InList is rewritten into = ANY(ARRAY) and leads to bad duckdb plan
What happens?
In List in postgres is represented as = ANY(ARRAY). Duckdb will then turn it into a semi join, which disables many optimizations and performs much worse than a simple inlist, especially when used with joins.
To Reproduce
create TEMP table t(a int)using duckdb;
insert into t values(1);
explain select * from t where a in (1,2);
vscode (pid: 1323) =# explain select * from t where a in (1,2);
QUERY PLAN
------------------------------------------------------------
Custom Scan (DuckDBScan) (cost=0.00..0.00 rows=0 width=0)
DuckDB Execution Plan:
┌───────────────────────────┐
│ HASH_JOIN │
│ ──────────────────── │
│ Join Type: SEMI │
│ Conditions: a = #0 ├──────────────┐
│ │ │
│ ~0 Rows │ │
└─────────────┬─────────────┘ │
┌─────────────┴─────────────┐┌─────────────┴─────────────┐
│ SEQ_SCAN ││ PROJECTION │
│ ──────────────────── ││ ──────────────────── │
│ Table: t ││ UNNEST(list_value(1, 2)) │
│ Type: Sequential Scan ││ │
│ Projections: a ││ │
│ ││ │
│ ~1 Rows ││ ~1 Rows │
└───────────────────────────┘└─────────────┬─────────────┘
┌─────────────┴─────────────┐
│ UNNEST │
└─────────────┬─────────────┘
┌─────────────┴─────────────┐
│ DUMMY_SCAN │
└───────────────────────────┘
(28 rows)
OS:
Mac.OS
pg_duckdb Version (if built from source use commit hash):
latest
Postgres Version (if built from source use commit hash):
17
Hardware:
No response
Full Name:
Zhou Sun
Affiliation:
Mooncake Labs
What is the latest build you tested with?
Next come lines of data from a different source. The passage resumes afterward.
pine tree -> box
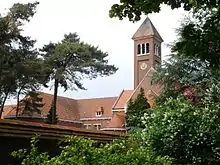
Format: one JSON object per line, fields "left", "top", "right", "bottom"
{"left": 126, "top": 88, "right": 150, "bottom": 129}
{"left": 41, "top": 33, "right": 118, "bottom": 124}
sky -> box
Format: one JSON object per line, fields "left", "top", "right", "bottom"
{"left": 0, "top": 0, "right": 187, "bottom": 104}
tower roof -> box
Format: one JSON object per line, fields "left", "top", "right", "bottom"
{"left": 132, "top": 17, "right": 163, "bottom": 42}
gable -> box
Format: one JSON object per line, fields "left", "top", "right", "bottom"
{"left": 112, "top": 90, "right": 133, "bottom": 110}
{"left": 128, "top": 67, "right": 163, "bottom": 107}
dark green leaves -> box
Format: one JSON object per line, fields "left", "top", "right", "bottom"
{"left": 109, "top": 0, "right": 219, "bottom": 22}
{"left": 12, "top": 135, "right": 172, "bottom": 165}
{"left": 0, "top": 2, "right": 43, "bottom": 117}
{"left": 143, "top": 95, "right": 220, "bottom": 164}
{"left": 41, "top": 33, "right": 118, "bottom": 123}
{"left": 41, "top": 33, "right": 118, "bottom": 91}
{"left": 126, "top": 88, "right": 151, "bottom": 129}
If possible, we recommend testing with the latest nightly build.
I have tested with a stable release
Did you include all relevant data sets for reproducing the issue?
Not applicable - the reproduction does not require a data set
Did you include all code required to reproduce the issue?
- [x] Yes, I have
Did you include all relevant configuration (e.g., CPU architecture, Linux distribution) to reproduce the issue?
- [x] Yes, I have
I think this is hard/impossible to change in pg_duckdb. Sounds like an easier approach would be to have duckdb optimize this query plan better.
I believe it should be doable in pg_duckdb, since pg_duckdb controls the whole to_sql logic via pg_ruleutils
If the node is a ScalarArrayOpExpr and the RHS is a literal array, to_sql it as:
<lhs> IN (<elem1>, <elem2>, ...)
instead of
<lhs> = ANY('{...}'::<type>[])
I'm trying to limit the amount of changes from the upstream pg_ruleutils. So I'd much rather have this optimization added to duckdb, instead of working around it by generating different sql. That way not only pg_duckdb benefits from it as well. So I'd say open a PR to upstream DuckDB that adds this optimization. Or at least report the issue there so that the know an optimization is missing.